A physical therapist, she saw the way players “twist and lean and reach,” and quickly divined its applicability to her patients. She foresaw that quadriplegics who are learning to do things like brush their hair while maintaining balance as they sit would find Wii a break from drudgery.
Problem was, when Thibeault approached Musick about the Wii, his response was “Wha?” But if he didn’t know what a Wii was in June, Musick sure did by Christmas. After purchasing one for his kids and watching them go at it, the light bulb in his head flashed on and – Wii-haw! – he bought one for the hospital in January.
It proved such an asset that Craig obtained another a month later. Soon, a third Wii will be added to its therapy arsenal thanks to the largesse of Stabila’s family.
Although Stabila is no video game junkie, she says the Wii is “really good for eye-hand coordination.” And as she makes her way back from the horrific car crash that left her in a coma for four weeks and confronts what her husband Sal called “a perpetual healing process,” she’s discovered the Wii is “well, just fun.”

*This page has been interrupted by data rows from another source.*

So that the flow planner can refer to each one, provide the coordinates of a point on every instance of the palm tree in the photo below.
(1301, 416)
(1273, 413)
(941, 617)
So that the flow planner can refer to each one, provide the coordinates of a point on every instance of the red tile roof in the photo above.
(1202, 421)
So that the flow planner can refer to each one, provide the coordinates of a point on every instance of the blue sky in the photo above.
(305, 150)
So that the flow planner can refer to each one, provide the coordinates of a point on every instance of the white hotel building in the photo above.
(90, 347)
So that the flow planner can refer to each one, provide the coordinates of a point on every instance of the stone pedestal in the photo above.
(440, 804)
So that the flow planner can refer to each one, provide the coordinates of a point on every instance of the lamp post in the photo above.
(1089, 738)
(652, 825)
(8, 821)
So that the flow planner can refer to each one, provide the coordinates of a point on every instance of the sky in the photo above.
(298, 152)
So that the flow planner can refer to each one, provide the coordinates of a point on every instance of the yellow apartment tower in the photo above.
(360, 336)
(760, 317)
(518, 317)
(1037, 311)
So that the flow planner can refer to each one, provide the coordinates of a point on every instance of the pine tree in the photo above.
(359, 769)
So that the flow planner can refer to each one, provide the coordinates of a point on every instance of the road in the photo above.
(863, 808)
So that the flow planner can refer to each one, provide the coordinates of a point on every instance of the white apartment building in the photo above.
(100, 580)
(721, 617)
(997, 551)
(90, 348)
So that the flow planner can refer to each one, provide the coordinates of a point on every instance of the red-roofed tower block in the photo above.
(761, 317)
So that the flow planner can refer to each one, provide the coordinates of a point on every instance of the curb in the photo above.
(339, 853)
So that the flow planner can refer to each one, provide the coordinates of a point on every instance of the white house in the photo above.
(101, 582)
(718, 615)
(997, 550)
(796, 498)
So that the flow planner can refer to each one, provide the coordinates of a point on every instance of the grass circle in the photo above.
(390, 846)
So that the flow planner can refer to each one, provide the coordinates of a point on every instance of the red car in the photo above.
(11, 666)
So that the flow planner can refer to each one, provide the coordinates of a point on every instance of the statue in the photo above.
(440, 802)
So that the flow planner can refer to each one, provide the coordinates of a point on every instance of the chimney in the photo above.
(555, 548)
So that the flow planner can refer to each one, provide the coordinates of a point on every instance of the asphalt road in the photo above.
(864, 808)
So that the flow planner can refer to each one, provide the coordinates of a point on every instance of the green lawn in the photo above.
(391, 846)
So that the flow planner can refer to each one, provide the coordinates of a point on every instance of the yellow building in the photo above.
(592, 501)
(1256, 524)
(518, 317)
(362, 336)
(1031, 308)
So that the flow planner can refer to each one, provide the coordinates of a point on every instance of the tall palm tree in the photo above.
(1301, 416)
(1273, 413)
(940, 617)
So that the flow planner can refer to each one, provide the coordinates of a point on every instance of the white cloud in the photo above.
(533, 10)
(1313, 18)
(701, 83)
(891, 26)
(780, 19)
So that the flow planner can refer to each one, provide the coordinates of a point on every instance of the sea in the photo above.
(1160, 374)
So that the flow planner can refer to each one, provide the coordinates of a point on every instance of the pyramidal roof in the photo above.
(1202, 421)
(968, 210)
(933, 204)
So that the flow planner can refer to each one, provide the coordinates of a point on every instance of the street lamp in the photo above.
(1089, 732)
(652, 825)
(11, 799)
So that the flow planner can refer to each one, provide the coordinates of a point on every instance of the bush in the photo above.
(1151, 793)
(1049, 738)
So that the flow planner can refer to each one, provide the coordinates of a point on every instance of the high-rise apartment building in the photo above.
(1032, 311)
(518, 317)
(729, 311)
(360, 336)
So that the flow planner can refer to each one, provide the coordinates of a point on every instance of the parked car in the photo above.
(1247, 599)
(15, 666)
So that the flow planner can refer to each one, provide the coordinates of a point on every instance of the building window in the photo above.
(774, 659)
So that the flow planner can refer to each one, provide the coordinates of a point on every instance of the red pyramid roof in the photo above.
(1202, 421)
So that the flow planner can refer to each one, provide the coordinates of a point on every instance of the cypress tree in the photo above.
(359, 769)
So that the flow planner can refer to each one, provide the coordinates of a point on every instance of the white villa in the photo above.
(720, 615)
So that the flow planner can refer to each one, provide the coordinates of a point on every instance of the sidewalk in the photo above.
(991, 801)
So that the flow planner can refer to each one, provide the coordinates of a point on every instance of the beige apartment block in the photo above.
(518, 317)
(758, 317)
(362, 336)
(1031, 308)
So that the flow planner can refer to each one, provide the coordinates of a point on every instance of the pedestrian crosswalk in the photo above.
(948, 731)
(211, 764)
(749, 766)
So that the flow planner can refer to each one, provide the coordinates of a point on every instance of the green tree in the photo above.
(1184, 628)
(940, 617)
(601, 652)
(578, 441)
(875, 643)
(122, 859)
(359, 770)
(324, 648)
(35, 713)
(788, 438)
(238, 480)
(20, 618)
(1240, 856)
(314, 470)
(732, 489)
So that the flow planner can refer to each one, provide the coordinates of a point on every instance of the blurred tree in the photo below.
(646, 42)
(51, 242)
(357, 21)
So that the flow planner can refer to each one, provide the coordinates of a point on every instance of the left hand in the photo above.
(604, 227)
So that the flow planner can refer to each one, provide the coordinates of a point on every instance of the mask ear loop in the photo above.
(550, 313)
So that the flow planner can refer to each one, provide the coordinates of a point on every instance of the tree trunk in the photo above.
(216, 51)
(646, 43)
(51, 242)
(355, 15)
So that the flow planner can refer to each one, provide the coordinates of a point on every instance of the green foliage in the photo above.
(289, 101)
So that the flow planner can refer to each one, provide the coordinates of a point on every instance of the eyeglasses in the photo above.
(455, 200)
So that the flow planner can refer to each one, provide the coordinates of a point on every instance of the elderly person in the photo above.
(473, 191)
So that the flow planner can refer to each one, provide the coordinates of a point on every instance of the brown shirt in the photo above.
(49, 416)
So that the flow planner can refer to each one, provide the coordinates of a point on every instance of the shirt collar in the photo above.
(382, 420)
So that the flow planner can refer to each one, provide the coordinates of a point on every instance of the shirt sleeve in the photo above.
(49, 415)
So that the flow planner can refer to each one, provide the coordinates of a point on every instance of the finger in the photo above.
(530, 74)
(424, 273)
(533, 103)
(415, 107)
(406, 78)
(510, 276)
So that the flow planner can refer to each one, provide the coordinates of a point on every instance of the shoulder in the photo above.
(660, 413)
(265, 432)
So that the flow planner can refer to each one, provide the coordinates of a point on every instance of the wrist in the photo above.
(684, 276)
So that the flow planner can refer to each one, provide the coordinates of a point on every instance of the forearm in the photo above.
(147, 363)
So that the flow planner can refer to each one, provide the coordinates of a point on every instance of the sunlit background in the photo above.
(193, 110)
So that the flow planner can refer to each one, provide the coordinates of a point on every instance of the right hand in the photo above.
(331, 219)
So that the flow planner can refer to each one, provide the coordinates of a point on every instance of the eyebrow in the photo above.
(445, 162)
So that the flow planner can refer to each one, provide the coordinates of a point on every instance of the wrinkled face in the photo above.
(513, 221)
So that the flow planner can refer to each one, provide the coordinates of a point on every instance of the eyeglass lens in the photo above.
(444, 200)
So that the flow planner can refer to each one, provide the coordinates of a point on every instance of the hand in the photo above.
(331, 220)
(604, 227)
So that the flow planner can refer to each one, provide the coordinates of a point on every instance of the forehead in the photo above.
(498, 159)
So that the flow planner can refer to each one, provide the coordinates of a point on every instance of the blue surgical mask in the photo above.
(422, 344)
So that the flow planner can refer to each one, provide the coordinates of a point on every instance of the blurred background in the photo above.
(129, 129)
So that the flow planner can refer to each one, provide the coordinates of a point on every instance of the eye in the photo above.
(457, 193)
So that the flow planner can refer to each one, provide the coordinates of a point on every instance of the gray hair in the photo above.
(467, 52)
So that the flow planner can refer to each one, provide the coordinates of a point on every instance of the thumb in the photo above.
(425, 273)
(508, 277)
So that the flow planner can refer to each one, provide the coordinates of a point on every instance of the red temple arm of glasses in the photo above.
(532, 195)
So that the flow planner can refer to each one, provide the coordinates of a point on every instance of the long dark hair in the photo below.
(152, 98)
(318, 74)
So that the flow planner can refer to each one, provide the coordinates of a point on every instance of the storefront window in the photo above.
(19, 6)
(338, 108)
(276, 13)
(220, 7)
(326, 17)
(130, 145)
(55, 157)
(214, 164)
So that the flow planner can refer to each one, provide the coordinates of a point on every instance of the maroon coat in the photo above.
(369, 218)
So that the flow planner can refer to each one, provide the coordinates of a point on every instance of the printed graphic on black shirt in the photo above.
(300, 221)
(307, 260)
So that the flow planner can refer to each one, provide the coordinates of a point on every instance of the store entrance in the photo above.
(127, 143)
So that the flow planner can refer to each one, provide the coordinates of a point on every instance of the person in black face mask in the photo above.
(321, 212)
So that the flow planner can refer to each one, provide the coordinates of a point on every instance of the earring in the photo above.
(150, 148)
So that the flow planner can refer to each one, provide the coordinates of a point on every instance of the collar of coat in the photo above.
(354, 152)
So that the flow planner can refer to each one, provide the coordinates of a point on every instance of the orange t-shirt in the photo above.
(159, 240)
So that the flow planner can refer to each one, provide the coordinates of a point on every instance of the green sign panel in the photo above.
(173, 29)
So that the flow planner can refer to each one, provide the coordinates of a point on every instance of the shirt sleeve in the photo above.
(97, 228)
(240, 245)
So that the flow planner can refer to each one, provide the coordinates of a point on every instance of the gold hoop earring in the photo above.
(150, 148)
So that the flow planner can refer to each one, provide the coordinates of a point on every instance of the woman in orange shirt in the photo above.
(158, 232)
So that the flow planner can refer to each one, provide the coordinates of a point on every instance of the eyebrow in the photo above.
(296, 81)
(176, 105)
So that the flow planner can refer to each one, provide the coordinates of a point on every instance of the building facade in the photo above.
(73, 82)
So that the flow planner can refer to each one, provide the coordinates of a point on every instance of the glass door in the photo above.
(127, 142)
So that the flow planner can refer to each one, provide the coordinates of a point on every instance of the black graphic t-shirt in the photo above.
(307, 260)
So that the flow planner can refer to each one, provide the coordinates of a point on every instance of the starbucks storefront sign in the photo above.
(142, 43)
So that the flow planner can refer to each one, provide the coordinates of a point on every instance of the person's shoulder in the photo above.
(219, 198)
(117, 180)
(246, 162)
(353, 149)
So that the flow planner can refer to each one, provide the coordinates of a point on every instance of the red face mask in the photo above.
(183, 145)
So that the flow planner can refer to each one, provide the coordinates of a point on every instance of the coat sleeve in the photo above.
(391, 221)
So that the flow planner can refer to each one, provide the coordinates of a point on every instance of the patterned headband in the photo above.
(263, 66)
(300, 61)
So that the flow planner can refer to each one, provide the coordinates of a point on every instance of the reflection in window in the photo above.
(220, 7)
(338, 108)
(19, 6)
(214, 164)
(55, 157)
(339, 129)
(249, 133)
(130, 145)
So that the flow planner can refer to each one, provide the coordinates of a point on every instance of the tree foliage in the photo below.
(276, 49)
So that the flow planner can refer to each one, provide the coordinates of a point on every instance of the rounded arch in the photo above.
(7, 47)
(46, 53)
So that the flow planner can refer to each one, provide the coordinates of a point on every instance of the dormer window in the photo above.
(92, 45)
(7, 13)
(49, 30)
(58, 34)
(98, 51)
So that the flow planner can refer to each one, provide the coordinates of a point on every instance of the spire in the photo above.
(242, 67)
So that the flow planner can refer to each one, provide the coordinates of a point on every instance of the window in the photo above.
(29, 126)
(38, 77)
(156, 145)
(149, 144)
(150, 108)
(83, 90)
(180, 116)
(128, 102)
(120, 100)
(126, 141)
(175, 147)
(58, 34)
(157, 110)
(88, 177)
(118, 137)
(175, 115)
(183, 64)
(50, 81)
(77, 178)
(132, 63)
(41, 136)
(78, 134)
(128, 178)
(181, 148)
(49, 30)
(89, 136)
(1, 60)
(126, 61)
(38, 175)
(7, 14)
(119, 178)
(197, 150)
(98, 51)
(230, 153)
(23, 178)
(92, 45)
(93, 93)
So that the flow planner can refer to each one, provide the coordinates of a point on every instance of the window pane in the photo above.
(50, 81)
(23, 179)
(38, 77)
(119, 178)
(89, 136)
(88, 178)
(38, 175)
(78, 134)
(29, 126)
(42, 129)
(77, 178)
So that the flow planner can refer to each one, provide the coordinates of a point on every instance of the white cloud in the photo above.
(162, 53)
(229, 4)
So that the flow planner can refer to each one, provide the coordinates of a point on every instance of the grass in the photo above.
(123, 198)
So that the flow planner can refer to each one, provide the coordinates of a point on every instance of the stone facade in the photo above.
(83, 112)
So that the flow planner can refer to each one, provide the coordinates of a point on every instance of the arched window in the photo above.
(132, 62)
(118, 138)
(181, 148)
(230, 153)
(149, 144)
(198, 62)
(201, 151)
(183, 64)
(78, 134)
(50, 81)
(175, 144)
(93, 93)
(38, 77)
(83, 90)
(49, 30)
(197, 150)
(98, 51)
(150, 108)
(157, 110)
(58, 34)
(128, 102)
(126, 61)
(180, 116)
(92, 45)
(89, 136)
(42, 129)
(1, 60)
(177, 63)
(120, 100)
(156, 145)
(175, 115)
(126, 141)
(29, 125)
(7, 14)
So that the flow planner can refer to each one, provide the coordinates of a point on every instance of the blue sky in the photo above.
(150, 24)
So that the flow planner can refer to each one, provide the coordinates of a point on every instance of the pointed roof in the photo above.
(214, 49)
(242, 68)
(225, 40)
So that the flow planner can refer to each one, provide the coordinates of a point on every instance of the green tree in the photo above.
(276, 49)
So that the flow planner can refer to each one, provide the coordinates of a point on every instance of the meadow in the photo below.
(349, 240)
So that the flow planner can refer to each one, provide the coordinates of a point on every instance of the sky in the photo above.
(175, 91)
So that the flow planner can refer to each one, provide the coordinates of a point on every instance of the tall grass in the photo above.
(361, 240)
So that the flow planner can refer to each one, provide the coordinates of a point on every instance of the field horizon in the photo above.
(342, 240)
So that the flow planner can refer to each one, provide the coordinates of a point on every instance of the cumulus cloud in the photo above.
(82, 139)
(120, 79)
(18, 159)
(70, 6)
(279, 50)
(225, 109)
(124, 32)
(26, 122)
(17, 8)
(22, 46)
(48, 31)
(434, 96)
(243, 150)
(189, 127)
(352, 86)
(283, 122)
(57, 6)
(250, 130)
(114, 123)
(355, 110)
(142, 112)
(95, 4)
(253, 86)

Harnack would probably agree. Sure, he’s “pretty wore out” as therapist Horii unwraps the bandages securing the game consoles to his hands. Sure, he’s feeling “not so good. I don’t get knocked down like that in real life.” Sure, he knows “it’s a game, but still. . .”
Still, he knows he’s going to work at Wii boxing. He knows there’s going to be a rematch with Hammen. He knows that soon enough, there’s just might be a new champion of the world.